After adding Murray this summer, in an attempt to bolster their offense and allow Young to rest longer, they are one game under .500 at 29-30. It’s been a disappointing season, as under McMillan, Young and Murray often just took turns in ISO sets, with the rest of the Hawks players running around the perimeter praying for a pass.
Young has still put up All-Star numbers — averaging 26.7 points and 10.3 assists for the season. But the efficiency hasn’t gotten better, as he’s shooting 42.8 percent overall and 32.4 percent from three.

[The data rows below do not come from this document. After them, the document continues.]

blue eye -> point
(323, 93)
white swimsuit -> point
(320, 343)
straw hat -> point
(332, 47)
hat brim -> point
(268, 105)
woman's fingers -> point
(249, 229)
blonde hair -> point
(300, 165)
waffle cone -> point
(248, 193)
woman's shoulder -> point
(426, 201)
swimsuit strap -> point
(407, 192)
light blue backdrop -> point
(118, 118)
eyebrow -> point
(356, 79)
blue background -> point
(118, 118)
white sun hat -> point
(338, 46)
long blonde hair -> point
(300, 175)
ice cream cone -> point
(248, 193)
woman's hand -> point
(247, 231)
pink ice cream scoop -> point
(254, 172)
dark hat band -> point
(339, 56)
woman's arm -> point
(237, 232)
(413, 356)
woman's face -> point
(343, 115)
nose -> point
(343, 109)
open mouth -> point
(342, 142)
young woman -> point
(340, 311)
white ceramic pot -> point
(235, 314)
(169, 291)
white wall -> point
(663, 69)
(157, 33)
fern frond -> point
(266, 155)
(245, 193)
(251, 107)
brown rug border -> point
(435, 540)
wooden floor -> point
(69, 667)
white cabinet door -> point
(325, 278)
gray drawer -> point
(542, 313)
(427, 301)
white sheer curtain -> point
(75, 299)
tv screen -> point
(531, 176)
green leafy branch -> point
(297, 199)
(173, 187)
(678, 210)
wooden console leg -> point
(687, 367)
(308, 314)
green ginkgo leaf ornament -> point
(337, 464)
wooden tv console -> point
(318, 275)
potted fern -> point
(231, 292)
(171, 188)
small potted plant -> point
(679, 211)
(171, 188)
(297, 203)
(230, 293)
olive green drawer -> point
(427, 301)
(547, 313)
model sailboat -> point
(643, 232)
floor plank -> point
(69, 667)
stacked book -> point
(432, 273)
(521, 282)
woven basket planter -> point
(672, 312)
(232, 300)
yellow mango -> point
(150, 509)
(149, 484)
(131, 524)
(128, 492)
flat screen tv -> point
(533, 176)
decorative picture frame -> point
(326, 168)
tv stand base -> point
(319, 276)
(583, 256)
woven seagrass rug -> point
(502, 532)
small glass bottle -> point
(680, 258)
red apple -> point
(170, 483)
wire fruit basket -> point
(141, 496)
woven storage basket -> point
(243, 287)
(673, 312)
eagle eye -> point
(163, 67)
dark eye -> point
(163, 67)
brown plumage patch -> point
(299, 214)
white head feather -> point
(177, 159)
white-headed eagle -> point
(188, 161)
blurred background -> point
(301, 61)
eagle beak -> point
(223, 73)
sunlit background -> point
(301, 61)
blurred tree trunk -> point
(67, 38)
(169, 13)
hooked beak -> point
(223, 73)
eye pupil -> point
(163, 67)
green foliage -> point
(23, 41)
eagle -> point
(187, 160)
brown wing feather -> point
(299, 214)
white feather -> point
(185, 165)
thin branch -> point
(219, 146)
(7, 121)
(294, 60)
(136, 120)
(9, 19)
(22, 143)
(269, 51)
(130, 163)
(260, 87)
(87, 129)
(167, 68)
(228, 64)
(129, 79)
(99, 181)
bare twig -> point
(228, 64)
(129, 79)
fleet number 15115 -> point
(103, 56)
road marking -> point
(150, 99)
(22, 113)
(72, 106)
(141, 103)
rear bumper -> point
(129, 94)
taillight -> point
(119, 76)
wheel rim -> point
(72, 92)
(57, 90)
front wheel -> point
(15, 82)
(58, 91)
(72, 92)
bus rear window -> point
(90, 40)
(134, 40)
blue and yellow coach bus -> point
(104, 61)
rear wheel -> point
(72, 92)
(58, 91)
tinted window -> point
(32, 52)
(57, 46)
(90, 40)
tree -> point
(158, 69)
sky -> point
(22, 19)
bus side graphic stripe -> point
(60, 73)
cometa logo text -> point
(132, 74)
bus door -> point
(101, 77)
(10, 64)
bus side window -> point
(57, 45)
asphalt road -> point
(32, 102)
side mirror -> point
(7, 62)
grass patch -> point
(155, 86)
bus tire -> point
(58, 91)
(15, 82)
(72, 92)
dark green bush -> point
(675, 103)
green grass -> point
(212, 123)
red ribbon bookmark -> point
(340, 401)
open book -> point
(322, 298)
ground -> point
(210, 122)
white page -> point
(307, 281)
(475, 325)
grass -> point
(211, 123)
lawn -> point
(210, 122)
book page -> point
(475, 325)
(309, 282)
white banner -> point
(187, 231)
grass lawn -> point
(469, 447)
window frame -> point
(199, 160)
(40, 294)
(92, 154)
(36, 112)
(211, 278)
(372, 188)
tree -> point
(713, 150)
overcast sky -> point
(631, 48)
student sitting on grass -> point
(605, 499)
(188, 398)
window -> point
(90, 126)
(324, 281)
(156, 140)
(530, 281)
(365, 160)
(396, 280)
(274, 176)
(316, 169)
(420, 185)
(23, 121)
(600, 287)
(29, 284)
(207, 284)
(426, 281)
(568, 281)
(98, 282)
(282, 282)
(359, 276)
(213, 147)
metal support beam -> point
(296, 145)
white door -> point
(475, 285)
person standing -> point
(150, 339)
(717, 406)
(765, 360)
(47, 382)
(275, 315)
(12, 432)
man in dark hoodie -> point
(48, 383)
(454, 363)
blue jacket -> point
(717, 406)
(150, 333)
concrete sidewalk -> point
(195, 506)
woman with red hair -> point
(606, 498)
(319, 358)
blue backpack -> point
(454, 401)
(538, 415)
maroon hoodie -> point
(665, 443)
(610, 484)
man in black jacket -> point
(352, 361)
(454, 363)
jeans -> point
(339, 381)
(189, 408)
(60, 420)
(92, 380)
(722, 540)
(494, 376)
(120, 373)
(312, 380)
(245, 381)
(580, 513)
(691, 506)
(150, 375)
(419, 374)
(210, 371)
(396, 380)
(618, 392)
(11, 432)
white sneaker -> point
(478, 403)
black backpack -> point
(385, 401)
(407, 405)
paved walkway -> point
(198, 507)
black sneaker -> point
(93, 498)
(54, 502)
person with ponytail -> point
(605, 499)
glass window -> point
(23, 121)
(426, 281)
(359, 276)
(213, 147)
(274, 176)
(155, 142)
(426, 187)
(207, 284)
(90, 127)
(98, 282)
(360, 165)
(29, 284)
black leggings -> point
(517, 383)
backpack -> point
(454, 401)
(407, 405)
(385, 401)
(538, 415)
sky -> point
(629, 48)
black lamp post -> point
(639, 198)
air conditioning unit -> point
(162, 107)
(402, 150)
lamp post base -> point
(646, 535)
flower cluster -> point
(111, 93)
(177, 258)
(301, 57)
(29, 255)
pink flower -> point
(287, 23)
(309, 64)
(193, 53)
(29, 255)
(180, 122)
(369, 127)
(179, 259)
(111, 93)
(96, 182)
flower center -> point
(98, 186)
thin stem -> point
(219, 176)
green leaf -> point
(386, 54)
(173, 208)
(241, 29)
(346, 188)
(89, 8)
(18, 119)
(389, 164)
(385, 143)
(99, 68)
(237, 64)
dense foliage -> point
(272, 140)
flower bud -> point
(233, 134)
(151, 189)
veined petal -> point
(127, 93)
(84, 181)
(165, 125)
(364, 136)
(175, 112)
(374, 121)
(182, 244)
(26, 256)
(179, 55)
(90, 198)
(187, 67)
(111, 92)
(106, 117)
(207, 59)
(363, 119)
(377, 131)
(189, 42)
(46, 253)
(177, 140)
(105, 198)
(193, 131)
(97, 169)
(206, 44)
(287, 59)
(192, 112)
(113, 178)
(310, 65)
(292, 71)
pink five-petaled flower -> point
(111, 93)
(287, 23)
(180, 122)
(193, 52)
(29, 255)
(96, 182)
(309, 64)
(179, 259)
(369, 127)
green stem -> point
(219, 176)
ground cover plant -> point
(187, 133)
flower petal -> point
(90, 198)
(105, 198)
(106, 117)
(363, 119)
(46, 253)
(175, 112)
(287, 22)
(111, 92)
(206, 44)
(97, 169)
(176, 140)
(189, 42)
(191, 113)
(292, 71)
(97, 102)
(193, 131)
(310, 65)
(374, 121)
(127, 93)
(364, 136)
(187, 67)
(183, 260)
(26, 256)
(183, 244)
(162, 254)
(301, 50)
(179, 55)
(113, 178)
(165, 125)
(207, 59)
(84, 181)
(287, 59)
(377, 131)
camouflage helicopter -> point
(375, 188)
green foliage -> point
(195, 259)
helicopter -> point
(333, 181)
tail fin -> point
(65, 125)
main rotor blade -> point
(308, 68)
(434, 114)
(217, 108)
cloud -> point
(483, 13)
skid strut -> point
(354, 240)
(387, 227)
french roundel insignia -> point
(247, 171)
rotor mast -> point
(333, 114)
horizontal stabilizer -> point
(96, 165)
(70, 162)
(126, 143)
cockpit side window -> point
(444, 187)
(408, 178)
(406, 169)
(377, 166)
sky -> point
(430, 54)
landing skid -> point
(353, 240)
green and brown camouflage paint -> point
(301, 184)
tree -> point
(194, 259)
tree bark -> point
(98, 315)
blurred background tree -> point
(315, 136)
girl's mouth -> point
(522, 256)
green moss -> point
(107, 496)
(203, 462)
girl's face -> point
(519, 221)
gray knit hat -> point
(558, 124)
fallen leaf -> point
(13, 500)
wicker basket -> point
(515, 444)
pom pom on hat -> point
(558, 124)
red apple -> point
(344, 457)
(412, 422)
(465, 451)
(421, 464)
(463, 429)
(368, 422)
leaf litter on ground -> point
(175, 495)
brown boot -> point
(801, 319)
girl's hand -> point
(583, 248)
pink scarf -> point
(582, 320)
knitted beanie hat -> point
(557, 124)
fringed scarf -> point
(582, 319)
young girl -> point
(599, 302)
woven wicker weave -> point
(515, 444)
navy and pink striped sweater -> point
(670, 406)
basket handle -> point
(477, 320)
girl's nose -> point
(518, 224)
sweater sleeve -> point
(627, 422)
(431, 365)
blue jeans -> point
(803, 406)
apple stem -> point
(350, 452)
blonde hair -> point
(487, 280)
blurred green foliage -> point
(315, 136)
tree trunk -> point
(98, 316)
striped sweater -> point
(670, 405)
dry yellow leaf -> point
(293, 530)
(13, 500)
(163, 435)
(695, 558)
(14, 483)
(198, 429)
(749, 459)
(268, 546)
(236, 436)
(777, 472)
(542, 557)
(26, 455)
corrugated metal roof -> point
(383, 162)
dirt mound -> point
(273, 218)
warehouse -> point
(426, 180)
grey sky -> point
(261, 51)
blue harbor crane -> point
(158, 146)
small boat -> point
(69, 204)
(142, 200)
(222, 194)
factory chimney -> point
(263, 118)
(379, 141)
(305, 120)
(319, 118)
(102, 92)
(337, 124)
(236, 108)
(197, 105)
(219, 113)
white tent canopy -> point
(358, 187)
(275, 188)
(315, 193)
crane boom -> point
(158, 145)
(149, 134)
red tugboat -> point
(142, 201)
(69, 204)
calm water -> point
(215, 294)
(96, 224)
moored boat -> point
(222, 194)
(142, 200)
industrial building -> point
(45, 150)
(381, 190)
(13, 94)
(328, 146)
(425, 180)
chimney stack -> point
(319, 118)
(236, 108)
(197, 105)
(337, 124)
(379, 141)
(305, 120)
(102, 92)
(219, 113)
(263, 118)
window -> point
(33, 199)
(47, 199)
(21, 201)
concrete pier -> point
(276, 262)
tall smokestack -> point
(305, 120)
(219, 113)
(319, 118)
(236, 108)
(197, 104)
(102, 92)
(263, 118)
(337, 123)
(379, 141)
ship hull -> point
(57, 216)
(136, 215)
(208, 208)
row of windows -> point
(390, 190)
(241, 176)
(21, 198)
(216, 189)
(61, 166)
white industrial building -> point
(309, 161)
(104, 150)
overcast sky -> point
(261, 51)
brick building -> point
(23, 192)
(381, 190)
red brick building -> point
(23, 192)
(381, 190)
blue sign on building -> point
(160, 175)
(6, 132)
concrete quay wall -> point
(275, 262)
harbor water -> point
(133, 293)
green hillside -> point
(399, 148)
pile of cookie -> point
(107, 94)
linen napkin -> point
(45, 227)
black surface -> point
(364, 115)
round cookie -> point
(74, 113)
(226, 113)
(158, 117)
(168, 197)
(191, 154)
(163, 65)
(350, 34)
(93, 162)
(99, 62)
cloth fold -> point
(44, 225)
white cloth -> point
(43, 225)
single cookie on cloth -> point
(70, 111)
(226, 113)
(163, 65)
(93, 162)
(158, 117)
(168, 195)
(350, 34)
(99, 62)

Trae Young being seen as Atlanta Hawks coach killer
With Lloyd, McMillan and Schlenk all out in Atlanta, the criticism toward Young as a coach killer
and diva is fair. It doesn’t mean he isn’t one of the 15 best players in the league. But he will be on his third coach and second GM in just five seasons. Young’s game, thus far, has resulted in exhilarating personal stats and acclaim. But a single ECF run is all he has to his playoff resume,
thus far. A similar critique could be levied at Luka Dončić, who Young was traded for on Draft
night 2018. Dončić also has also only gotten out of the first round once, with last year’s run to the Western Conference the only exception.
Both were Cinderella runs on the back of getting hot at the perfect time and playing opposing teams with internal issues. The difference is for the most part, Dončić has made his teammates better, even if it hasn’t led to consistent playoff success.
According to reports, Quin Snyder is the top coaching candidate to replace McMillan. Snyder
was known as a defensive maestro in Utah, but lacked creativity offensively. Whoever Ressler
Jr. decides to hire — because we all know the kid is running the circus — all eyes will be on how
Young augments his game to fit that coach’s vision. With two bonafide stars in the backcourt,
there will only be Young to blame if things do not turn around.
The most likely scenario will have the Atlanta Hawks experience a turnaround akin to 2021, making the playoffs and perhaps reaching the second round under their new coach. But even that might not be enough to appease Young, or enact any meaningful institutional change. And with a naive owner, spoiled brat running the show, and novice GM, what else could be expected but chaos?